The move to AI is, like most big technology waves, progressing incrementally. The first step is the broad introduction of a product that pivots the market, like Microsoft’s ChatGPT-based Copilot. Ironically, due to Microsoft execution issues, OpenAI and NVIDIA are becoming the biggest initial beneficiaries. The second phase that we’re in now is a rapid build-up of services capabilities to provide this recent technology to companies and individuals. This will be followed by an even larger feeding phase where end user companies change their hiring priorities to focus on a by-then-depleted pool of talent. This is generally done in conjunction with a major change in trade school, college, university and internal training to fill what will likely be massive shortages of AI talent across the tech ecosystem.
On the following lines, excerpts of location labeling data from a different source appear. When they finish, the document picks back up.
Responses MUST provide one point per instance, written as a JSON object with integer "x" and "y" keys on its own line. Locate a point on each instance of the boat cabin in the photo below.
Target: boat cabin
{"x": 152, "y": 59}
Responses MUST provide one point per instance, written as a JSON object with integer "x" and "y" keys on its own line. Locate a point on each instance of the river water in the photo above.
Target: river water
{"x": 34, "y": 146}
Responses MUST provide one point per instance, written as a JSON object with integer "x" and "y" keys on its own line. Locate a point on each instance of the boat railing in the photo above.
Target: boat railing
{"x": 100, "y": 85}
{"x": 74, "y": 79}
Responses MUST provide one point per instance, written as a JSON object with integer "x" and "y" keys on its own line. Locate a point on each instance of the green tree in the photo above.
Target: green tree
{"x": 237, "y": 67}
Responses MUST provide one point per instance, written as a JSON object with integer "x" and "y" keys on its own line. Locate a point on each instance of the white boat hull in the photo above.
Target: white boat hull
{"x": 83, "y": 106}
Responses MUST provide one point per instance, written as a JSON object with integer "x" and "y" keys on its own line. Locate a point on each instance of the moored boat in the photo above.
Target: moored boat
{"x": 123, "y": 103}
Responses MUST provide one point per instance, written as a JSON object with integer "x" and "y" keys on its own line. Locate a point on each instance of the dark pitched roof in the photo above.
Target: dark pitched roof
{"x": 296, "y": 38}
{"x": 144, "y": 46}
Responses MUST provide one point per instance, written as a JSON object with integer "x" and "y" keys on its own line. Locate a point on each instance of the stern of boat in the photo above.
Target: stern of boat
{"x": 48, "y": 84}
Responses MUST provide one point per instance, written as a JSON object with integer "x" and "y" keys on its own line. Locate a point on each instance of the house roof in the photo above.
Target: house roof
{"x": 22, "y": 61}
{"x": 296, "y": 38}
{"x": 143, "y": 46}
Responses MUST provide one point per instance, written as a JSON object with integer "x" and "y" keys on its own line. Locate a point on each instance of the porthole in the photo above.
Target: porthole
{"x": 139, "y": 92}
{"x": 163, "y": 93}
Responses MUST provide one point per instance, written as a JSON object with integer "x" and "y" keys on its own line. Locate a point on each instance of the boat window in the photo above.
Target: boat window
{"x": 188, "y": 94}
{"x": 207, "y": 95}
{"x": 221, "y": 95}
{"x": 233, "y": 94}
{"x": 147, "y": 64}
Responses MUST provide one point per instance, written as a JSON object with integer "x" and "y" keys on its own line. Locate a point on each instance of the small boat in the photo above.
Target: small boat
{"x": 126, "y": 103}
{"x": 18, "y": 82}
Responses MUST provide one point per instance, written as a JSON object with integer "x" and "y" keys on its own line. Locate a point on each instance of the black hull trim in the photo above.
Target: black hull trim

AMD’s purchase of Silo AI is a clear example of Phase 2. The company has an impressive 120 AI experts out of its three hundred total employees and has already been working with AMD to build out its new AI service and software competency.
Let’s talk about this acquisition and what it means for AMD this week.
Silo AI
Silo AI isn’t an AI creator, it is an AI implementor, which is consistent with Phase 2 of a technology roll out. It has already completed over two hundred successful implementations. Since the majority of initial AI implementations are now seen as failures, this is a significant advantage.
In a world that desperately needs capable people with AI experience to assure AI implementations are done correctly and meet their design goals and/or exceed expectations, Silo AI is unique in its capabilities and accomplishments.
Teams of this size and capability rarely emerge this early, but NVIDIA and others have been working on AI for decades, so while most were caught unprepared, these folks were ready. I can’t imagine what a team like this would be worth, but what is extremely clear is that whatever AMD paid for Silo AI, it was a hell of a bargain.
What This Does for AMD
AI isn’t really about the hardware. It’s about the solution the hardware is part of. To build better hardware and craft the software that will make it work, you need deep expertise not only of AI but what end-user customers want to do with it. NVIDIA highlights this at every event, and its two decades-long AI effort has made that company the current king of AI.
To even the playing field, let alone keep up, a challenging company like AMD needs to rapidly gain deep insights into what the market needs and specifically what its competitors are missing. An entity like Silo AI can provide this kind of information in a form that can be understood by the hardware and software engineers building their parts of an AI solution, and with that deep understanding of both, it can help enterprise buyers become even more successful than Silo AI could be by itself.
Wrapping Up:
This is one of those rare occasions where the sum of the whole is greater than the sum of the parts. Silo AI will massively accelerate AMD’s AI efforts while giving it an implementation resource that is both effective and rare, and eventually turn AMD into a far stronger challenger to NVIDIA. This will also be good for NVIDIA because companies can lose focus if they lead too long without challenge.
And given that the current demand for successful AI implementations exceeds the combined capabilities of both NVIDIA and AMD, this shouldn’t hurt NVIDIA at all. It should focus NVIDIA more tightly on its own customer efforts, as well, with the benefit being far more successful implementations from both firms.
In the end, we are seeing the birth of a more powerful AI resource at the exact time the world desperately needs it.